Figure 2. OCR data for “COUNTY RATE”, Leeds Mercury, 24 Aug. 1833, British Library Newspapers.

You can read a lot of it, but there are errors, including the first occurrence of ‘Magistrates’ which is spelt ‘Mogistrates’.

Guessing what characters are in an image is not an easy task for computers, especially when the images are of historical newspapers which can be in varying states of conservation, and often contain complex layouts with columns, illustrations and different font types and sizes all on the same page.

So, how much of a problem is this, and can the errors be corrected?

This is what I have been investigating for my PhD project, as part of the Spatial Humanities project and in association with the Centre for Corpus Approaches to the Social Sciences.

In a nutshell: it’s not very easy to correct OCR errors automatically because errors can be very dissimilar to their correct form – in the example above, for example, the phrase ‘language sufficiently courteous’ has become ‘latigniagr srfaitiently courteous’ in the OCR output. Normalization software (like spell-checkers) often assume that the errors and their corrections will have many letters in common (as if they were playing a game of anagrams), but this assumption is often incorrect, as in the example above. So how can OCR errors be corrected? One state-of-the-art commercial software package I tested, Overproof, uses a technique the designers call ‘reverse OCR’: basically, they compare images of correct words to the image of the source! A simple-sounding idea which turns out to work well; you can read more about it in 'Correcting noisy OCR: context beats confusion' (login may be required).

And how much of a problem are the errors? Well, it depends what you are using the texts for. Leaving aside the question of using search engines, and its 'traps for the unwary', if you are interested in analysing patterns of discourses in texts, the main problem you will face is that the errors are not distributed evenly throughout the texts. This makes it difficult to predict how the errors might affect the retrieval of a particular word/phrase you are interested in. But if you follow some common-sense advice, you can stay on safe ground:

  1. Don’t over-interpret absences. (In OCR’ed texts, something which is missing may simply be something which is irretrievable because it is affected by OCR errors.)
  2. Focus on patterns for which you can find many different examples: ‘real-word errors’ (errors which happen to coincide with a word which actually exists, such as ‘Prussia’ which becomes ‘Russia’ when the OCR misses out the ‘P’) do exist, but they do not normally occur very often.
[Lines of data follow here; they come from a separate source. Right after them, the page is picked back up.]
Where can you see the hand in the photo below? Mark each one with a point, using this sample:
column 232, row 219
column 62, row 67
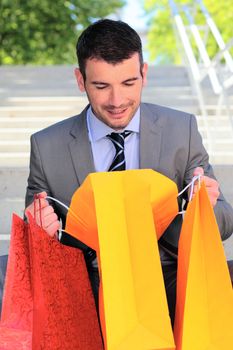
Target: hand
column 212, row 185
column 49, row 219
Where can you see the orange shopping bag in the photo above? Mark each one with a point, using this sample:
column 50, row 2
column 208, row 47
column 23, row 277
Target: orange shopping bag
column 119, row 214
column 204, row 310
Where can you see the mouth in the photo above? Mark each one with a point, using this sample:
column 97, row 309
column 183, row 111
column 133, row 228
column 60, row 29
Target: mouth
column 117, row 112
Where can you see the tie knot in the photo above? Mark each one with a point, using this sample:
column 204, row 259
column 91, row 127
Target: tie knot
column 118, row 139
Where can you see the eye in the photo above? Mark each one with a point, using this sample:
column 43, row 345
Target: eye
column 100, row 86
column 129, row 84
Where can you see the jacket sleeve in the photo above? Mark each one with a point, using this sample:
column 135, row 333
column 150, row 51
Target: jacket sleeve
column 37, row 179
column 199, row 157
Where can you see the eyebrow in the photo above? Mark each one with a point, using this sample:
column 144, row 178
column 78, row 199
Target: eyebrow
column 123, row 82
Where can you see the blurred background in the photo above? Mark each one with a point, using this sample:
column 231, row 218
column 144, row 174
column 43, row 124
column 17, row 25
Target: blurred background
column 189, row 48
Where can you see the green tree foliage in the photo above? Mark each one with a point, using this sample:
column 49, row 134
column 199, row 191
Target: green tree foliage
column 46, row 31
column 162, row 42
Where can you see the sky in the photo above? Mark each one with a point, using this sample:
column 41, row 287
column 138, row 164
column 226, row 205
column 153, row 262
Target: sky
column 133, row 14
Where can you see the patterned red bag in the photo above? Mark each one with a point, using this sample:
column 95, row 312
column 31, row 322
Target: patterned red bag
column 48, row 300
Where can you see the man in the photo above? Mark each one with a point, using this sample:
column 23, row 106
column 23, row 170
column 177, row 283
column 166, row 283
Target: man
column 112, row 74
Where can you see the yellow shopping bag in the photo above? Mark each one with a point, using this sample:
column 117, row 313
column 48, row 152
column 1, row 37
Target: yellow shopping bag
column 204, row 310
column 126, row 209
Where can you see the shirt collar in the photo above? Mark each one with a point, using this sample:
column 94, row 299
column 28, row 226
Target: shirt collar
column 98, row 130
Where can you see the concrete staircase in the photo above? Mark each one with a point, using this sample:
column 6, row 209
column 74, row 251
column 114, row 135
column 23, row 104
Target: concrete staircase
column 32, row 98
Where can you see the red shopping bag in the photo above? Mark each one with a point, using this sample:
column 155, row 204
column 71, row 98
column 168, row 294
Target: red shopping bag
column 47, row 294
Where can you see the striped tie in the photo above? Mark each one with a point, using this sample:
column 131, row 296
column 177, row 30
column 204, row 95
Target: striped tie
column 118, row 163
column 118, row 140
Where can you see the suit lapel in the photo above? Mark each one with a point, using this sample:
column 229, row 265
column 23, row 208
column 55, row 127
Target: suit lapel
column 80, row 148
column 150, row 138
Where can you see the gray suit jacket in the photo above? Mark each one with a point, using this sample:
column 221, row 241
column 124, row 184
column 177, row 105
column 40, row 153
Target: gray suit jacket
column 170, row 143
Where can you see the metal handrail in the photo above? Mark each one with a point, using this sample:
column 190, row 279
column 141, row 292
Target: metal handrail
column 207, row 66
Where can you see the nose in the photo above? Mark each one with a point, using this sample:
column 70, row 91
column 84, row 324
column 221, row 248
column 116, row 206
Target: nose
column 116, row 98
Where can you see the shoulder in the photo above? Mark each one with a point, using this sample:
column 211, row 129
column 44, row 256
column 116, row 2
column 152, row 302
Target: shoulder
column 169, row 118
column 164, row 113
column 61, row 130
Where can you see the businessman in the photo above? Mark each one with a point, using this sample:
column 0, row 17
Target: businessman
column 116, row 131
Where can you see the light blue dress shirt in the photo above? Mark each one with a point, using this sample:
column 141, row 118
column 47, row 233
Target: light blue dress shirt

Keep an eye out for them, but if you form a hypothesis on the basis of many examples, you are on safe ground!

In conclusion, digitized historical texts may suffer from OCR errors. It is important to be aware of the issue, but do not let this hold you back from using such sources in your research – following some simple rules of thumb (such as not placing too much emphasis on absences and focussing on patterns for which there are many different examples) can keep you on safe ground.